Integrating STEPPS EI With Other Treatments
STEPPS EI is not a comprehensive treatment program for managing individuals with Borderline Personality Disorder or Emotional Intensity Difficulties. From its inception, STEPPS EI was designed to be a "value added" or supplemental treatment intervention that augments, rather than replaces, the existing network of mental health providers. STEPPS EI has been implemented in various settings and is usually well-received by other providers who provide mental health services to individuals enrolled in the STEPPS EI program.
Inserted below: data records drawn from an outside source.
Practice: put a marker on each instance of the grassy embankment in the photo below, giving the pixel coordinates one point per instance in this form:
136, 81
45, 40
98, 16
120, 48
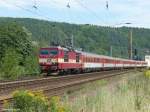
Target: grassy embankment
128, 93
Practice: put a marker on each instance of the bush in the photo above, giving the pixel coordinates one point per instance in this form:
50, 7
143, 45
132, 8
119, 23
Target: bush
147, 73
57, 106
26, 101
10, 68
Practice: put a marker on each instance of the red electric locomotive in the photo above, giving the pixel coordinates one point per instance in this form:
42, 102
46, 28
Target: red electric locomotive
65, 60
59, 59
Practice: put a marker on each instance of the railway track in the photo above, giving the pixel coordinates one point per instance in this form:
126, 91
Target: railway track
54, 86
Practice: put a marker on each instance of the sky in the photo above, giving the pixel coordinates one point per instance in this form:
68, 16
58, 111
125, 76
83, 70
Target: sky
95, 12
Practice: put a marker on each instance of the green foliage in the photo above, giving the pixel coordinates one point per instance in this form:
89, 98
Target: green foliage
17, 53
96, 39
26, 101
10, 68
147, 73
57, 106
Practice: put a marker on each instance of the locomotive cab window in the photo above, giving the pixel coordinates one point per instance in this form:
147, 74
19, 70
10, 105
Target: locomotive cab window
77, 57
44, 52
66, 57
53, 52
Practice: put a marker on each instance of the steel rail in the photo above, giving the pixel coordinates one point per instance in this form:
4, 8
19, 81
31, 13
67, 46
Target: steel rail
57, 86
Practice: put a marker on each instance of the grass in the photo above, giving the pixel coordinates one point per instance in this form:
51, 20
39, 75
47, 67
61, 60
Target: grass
130, 94
127, 93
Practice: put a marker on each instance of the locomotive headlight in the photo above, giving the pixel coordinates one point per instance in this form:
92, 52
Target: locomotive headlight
53, 60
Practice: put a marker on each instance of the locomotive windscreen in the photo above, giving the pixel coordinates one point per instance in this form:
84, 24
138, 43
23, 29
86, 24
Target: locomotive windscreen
49, 52
44, 52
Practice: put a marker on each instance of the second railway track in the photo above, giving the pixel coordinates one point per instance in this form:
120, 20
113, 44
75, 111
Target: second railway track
54, 86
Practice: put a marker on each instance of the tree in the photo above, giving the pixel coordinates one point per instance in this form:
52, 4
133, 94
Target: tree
10, 68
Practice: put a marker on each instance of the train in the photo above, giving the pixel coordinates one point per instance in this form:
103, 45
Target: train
57, 59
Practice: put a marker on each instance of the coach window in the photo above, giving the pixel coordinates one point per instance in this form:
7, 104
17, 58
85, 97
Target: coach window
66, 57
77, 57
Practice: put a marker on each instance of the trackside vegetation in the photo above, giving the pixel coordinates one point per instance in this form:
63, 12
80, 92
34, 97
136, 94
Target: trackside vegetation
128, 94
18, 56
27, 101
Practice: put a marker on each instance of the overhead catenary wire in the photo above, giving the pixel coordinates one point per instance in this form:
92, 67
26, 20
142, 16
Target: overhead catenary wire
28, 10
90, 11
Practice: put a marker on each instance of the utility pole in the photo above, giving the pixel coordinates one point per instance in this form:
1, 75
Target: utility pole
111, 50
72, 41
130, 44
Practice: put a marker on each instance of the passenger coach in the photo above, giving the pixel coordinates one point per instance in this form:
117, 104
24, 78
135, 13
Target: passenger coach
64, 60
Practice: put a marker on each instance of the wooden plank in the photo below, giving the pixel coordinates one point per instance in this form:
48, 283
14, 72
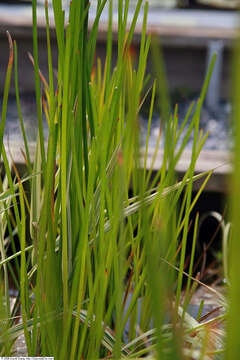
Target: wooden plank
174, 23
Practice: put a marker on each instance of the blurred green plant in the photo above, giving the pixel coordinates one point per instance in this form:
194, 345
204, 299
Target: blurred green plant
98, 270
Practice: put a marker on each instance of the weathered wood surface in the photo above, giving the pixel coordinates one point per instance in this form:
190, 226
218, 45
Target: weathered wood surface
175, 23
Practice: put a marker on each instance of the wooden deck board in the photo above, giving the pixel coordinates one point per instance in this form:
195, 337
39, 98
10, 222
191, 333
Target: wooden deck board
170, 23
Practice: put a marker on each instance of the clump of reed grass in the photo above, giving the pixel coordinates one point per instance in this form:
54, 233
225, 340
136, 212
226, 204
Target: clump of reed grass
96, 269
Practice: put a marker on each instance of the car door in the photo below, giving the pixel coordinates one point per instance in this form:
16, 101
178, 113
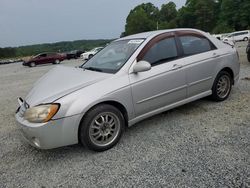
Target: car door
165, 83
200, 57
43, 58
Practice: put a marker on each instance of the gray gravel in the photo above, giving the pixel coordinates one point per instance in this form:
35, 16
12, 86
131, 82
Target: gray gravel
201, 144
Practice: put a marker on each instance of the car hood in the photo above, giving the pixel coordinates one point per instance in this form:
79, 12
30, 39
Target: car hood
61, 81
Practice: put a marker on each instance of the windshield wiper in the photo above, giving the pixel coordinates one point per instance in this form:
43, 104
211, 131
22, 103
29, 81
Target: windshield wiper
93, 69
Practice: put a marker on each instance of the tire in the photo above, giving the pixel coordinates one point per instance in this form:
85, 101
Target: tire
57, 61
32, 64
90, 56
101, 128
222, 86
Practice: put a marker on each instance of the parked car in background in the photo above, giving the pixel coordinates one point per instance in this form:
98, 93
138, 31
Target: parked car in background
238, 36
90, 54
131, 79
74, 54
45, 58
248, 50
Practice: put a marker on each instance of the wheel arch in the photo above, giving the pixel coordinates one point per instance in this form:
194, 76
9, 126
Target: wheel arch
116, 104
230, 71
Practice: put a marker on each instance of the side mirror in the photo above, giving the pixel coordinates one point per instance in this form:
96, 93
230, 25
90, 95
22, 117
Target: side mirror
141, 66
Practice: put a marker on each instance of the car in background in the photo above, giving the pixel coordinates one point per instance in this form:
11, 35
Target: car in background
248, 51
74, 54
90, 54
238, 36
131, 79
221, 36
45, 58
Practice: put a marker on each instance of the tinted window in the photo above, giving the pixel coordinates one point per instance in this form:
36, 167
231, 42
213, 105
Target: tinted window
43, 55
161, 52
195, 45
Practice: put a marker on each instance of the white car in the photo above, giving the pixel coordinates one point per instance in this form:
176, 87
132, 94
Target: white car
88, 55
238, 36
131, 79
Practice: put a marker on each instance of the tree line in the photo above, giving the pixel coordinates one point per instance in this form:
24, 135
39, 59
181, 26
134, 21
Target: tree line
214, 16
29, 50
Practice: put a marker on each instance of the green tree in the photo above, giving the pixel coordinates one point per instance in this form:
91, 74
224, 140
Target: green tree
200, 14
142, 18
167, 16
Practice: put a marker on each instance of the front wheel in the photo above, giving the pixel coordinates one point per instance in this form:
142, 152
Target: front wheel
222, 86
32, 64
57, 61
245, 39
101, 128
90, 56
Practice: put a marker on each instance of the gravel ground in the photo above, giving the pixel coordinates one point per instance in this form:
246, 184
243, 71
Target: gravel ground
201, 144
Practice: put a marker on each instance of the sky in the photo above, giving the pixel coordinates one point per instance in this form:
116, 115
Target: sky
24, 22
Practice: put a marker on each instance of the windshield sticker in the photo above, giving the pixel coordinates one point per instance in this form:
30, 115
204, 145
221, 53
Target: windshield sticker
135, 41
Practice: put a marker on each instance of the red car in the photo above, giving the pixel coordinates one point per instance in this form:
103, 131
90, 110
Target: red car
45, 58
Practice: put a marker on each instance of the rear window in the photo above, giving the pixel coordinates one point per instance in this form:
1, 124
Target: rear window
195, 45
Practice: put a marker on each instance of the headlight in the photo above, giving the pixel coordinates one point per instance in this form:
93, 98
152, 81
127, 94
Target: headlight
42, 113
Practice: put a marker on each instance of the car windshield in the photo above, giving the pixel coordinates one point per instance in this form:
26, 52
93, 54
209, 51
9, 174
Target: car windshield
112, 57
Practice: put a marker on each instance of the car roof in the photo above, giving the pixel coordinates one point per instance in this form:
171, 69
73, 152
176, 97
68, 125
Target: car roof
150, 34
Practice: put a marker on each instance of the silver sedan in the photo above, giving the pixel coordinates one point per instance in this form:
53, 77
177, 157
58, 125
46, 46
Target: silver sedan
131, 79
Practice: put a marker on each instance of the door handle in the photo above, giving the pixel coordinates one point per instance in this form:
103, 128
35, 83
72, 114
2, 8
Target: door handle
215, 55
176, 66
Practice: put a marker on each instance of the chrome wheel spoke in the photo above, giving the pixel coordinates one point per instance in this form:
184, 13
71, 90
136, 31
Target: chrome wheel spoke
104, 128
97, 123
223, 86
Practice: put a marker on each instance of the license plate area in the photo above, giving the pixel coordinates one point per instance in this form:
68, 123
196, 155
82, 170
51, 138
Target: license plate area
23, 107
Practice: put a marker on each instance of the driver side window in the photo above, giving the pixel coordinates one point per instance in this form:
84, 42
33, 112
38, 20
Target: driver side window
162, 51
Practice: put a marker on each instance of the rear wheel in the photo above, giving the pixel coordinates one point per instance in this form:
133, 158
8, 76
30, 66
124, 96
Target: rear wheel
222, 86
101, 128
32, 64
57, 61
90, 56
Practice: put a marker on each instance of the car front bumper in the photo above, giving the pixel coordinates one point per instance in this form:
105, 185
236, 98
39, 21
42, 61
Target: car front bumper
52, 134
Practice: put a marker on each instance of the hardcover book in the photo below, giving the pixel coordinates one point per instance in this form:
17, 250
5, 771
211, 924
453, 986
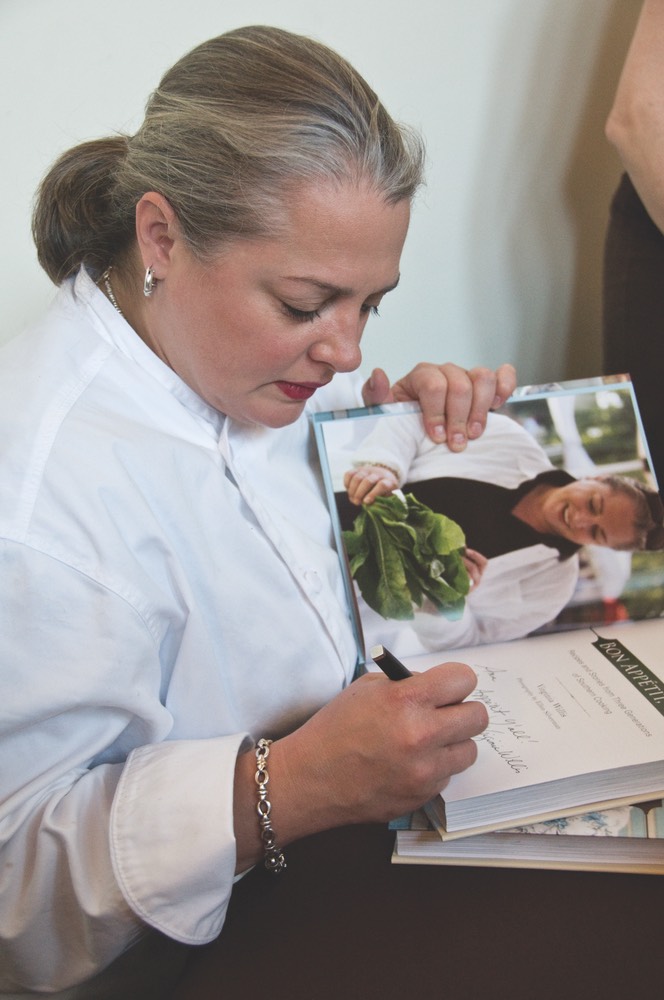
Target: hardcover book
628, 839
557, 607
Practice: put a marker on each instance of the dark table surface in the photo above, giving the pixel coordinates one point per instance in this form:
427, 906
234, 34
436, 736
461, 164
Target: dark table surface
342, 922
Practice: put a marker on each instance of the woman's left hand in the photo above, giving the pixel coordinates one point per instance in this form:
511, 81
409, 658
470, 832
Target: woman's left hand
454, 402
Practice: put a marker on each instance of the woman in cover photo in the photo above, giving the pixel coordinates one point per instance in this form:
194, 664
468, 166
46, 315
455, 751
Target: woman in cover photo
525, 521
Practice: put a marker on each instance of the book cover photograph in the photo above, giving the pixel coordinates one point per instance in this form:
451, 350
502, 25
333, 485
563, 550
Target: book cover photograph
444, 550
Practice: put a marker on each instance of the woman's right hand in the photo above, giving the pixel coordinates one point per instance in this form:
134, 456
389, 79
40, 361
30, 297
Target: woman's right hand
379, 749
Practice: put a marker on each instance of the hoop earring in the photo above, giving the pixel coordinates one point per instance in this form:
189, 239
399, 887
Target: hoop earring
149, 282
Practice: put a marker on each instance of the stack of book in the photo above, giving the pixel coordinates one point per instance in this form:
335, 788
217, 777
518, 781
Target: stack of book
570, 770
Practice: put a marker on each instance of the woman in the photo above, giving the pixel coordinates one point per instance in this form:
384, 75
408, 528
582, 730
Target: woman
524, 521
172, 594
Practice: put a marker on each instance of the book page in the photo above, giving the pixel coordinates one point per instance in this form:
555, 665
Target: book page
563, 704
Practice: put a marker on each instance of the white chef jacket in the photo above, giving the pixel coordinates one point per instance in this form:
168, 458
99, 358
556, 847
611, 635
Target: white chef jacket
519, 591
169, 590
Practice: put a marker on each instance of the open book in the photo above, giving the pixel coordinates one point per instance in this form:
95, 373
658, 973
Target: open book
576, 719
628, 839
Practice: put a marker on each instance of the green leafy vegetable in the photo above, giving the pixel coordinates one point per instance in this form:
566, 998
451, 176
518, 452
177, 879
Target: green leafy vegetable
402, 553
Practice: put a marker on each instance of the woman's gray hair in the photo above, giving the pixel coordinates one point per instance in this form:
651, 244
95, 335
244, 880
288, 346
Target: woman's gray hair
231, 128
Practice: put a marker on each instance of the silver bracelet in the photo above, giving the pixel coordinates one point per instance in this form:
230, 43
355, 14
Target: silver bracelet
274, 856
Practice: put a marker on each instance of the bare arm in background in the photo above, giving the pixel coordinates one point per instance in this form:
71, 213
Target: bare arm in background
635, 125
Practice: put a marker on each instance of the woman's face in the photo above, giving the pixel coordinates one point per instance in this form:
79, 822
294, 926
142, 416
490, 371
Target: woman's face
270, 321
591, 512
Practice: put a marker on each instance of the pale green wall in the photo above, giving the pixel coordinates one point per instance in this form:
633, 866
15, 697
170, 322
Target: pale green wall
503, 261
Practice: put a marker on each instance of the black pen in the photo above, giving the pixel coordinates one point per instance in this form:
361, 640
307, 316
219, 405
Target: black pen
389, 664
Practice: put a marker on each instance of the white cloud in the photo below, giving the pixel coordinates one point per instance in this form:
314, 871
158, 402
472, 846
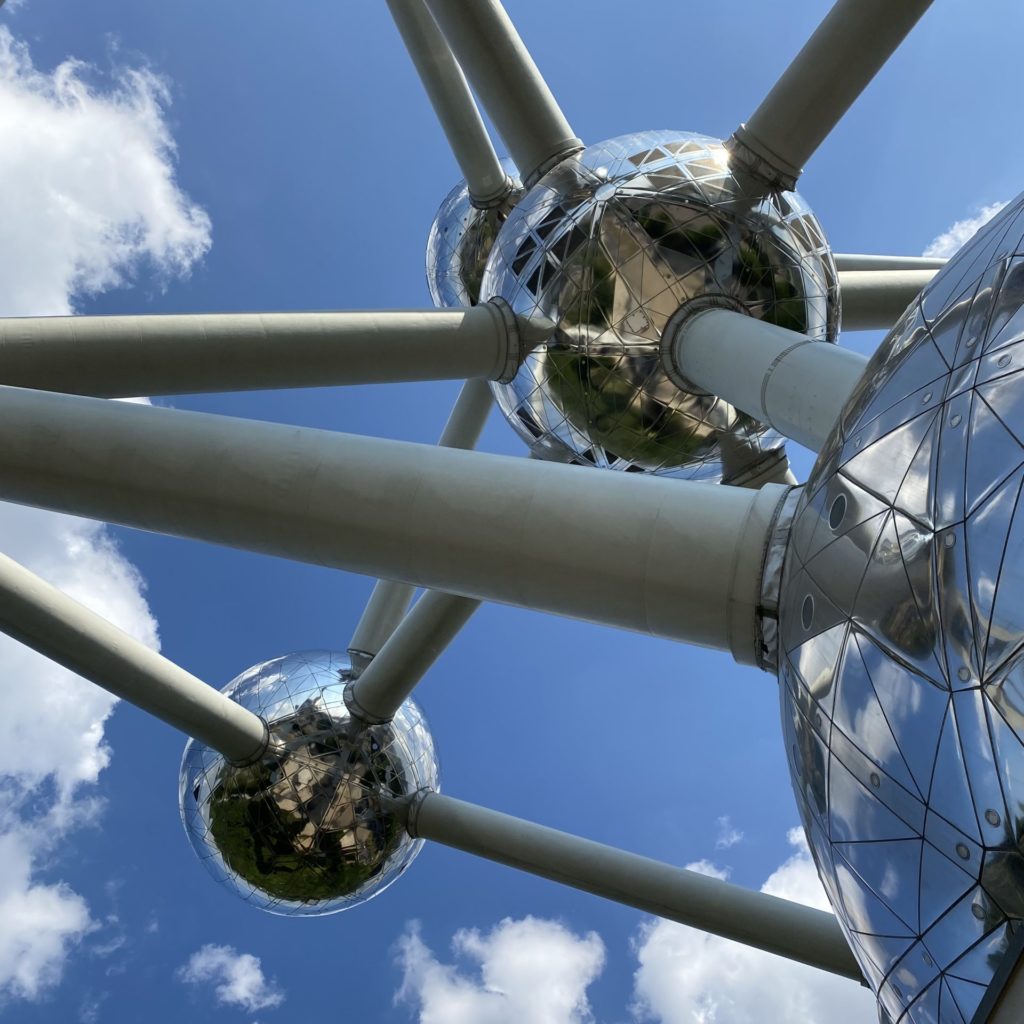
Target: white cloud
89, 196
524, 972
239, 978
950, 241
709, 868
728, 835
688, 977
89, 202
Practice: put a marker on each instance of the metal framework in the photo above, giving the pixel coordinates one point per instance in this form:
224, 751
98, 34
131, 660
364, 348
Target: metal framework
686, 560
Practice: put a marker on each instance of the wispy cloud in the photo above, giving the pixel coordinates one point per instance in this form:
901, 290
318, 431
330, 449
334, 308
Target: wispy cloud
689, 977
710, 868
728, 835
955, 237
238, 978
528, 970
89, 197
89, 201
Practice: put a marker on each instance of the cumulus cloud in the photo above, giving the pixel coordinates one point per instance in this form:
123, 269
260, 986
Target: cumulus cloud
950, 241
688, 977
527, 970
89, 196
89, 202
239, 979
728, 835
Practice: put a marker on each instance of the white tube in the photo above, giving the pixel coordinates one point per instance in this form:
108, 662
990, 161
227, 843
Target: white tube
47, 621
845, 52
667, 557
875, 300
407, 656
860, 261
117, 356
389, 599
779, 377
509, 84
452, 100
777, 926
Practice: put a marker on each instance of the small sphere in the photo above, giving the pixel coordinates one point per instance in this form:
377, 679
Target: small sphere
607, 246
460, 242
911, 668
307, 829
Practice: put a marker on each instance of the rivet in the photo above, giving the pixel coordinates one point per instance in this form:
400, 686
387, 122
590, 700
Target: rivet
838, 512
807, 611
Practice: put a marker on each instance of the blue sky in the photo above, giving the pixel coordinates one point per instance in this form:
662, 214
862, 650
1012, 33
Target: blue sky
306, 167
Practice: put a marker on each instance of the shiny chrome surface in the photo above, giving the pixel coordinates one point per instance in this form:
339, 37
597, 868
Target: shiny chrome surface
608, 246
460, 242
305, 830
902, 633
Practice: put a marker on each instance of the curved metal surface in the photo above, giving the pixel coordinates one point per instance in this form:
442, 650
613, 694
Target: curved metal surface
308, 828
607, 247
902, 637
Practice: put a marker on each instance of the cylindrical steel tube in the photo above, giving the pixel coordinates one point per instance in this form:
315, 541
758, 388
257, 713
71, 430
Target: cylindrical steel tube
508, 82
53, 624
389, 599
779, 377
845, 52
667, 557
778, 926
862, 261
119, 356
407, 656
445, 86
875, 300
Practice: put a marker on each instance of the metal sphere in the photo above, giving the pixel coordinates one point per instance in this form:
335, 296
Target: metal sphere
608, 246
460, 242
305, 830
902, 642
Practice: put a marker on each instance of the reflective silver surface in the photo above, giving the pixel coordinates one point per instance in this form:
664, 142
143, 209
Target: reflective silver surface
305, 830
460, 242
608, 246
902, 632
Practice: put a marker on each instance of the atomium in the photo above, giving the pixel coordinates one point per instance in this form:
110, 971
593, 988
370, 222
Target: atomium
608, 246
307, 829
886, 593
902, 662
461, 239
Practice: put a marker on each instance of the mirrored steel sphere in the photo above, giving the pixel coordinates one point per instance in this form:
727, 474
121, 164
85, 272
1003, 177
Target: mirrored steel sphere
902, 635
608, 246
306, 829
460, 242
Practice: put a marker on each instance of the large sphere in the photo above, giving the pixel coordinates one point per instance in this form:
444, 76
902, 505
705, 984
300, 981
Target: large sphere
460, 242
902, 629
306, 830
608, 246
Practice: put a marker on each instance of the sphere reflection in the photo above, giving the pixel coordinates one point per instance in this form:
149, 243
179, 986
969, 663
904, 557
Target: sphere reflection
307, 828
608, 246
460, 242
902, 642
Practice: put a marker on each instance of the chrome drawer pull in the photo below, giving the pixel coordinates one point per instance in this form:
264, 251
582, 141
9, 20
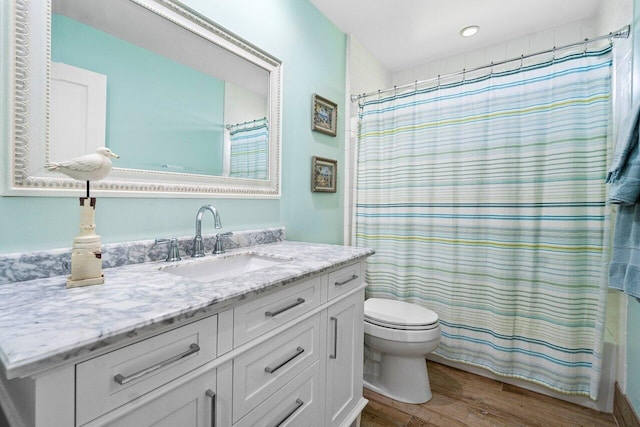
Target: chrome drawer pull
122, 380
350, 279
335, 338
282, 310
299, 404
299, 351
212, 395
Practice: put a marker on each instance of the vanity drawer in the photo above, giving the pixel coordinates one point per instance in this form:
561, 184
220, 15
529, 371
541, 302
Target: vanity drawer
345, 279
295, 404
255, 318
111, 380
258, 373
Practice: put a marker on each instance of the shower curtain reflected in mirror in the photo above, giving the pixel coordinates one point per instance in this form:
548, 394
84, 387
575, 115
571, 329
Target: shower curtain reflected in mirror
246, 150
485, 202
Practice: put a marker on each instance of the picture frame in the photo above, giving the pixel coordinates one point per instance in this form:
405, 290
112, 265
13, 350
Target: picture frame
324, 175
324, 115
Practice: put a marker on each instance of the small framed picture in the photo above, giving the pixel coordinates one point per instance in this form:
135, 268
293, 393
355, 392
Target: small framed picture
324, 174
324, 117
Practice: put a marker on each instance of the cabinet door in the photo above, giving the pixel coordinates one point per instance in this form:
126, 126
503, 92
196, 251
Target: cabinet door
344, 357
191, 404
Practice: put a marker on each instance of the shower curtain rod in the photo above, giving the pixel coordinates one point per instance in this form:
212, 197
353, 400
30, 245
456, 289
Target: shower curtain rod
622, 33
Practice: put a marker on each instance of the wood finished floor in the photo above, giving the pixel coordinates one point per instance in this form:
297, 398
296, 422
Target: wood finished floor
464, 399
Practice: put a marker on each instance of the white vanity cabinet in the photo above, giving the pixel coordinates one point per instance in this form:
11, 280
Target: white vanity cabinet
288, 356
345, 337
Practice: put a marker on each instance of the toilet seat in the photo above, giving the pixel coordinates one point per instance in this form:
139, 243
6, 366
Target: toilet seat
399, 315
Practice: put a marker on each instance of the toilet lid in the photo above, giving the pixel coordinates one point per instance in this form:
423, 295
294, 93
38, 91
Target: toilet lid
398, 313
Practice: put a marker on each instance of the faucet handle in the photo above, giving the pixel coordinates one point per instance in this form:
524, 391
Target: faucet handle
219, 247
174, 252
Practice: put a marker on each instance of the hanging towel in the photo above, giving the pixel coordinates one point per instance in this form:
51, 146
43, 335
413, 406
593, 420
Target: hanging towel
624, 173
624, 177
624, 269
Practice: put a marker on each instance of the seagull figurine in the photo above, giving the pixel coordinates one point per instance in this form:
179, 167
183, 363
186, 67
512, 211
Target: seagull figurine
90, 167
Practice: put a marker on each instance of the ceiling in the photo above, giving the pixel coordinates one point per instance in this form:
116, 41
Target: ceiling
406, 33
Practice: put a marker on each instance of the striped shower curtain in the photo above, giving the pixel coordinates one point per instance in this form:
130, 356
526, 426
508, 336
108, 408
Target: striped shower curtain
249, 151
485, 202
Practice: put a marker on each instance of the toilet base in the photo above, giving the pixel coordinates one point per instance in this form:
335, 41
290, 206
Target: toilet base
404, 379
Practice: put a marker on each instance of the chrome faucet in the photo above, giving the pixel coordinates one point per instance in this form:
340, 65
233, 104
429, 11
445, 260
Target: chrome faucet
198, 246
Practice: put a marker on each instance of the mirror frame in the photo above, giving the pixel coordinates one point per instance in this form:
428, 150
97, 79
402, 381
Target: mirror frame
29, 76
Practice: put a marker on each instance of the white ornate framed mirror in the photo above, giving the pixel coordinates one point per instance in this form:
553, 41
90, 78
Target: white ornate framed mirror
171, 92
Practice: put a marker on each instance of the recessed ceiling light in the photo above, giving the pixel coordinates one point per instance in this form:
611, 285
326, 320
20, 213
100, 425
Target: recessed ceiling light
469, 31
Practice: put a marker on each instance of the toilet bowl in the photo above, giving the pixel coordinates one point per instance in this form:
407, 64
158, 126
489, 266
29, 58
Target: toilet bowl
397, 337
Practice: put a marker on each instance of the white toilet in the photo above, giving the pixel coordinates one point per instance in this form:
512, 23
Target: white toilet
397, 337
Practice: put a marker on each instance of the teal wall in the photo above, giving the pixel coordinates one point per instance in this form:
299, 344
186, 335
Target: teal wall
633, 307
313, 53
158, 110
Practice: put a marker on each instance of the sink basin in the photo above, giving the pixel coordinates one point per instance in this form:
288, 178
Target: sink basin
216, 268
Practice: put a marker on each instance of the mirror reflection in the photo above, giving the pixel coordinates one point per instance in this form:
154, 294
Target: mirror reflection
161, 96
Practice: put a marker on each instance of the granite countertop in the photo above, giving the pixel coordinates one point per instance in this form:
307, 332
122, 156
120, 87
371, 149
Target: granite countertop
43, 324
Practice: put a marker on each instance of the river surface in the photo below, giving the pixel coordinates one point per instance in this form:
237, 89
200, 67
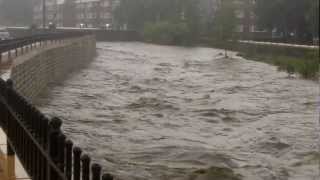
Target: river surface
150, 112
Clients in the STEPPS EI program are often treated with one or more psychopharmacological agents, most often antidepressants and mood stabilizers. The program addresses adherence to prescribed medications as an essential enabling factor for the group therapy program. Substance abuse is viewed as treatment-disabling, and clients are required to seek appropriate substance abuse treatment and maintain abstinence either before or concurrently with the STEPPS EI program. Clients with a severe eating disorder are similarly needed to appropriate treatment programs.
Facilitators should note that in developing this approach, the need for traditional individual therapy might be reduced. A team approach to working with a person with EID who is familiar with the skills and behavior patterns might be preferable to an individual policy. The optimal treatment system is one in which the Person with EID receives skill and behavior pattern reinforcement from all treatment system team members, family, and friends in addition to the weekly skills training. This approach encourages the Person with EID to rely on peers, family, and others for reinforcement. It reduces the possibility that the Person with EID will focus exclusively on a single therapist, who then runs the risk of being alternately over-idealized and devalued by the Person with EID.
NOTE: Although this program was developed specifically for use in Primary Care Services in the UK, the program may be equally suitable in various settings outside the UK. The manual contains a brief glossary of UK terms with their US definition for US users.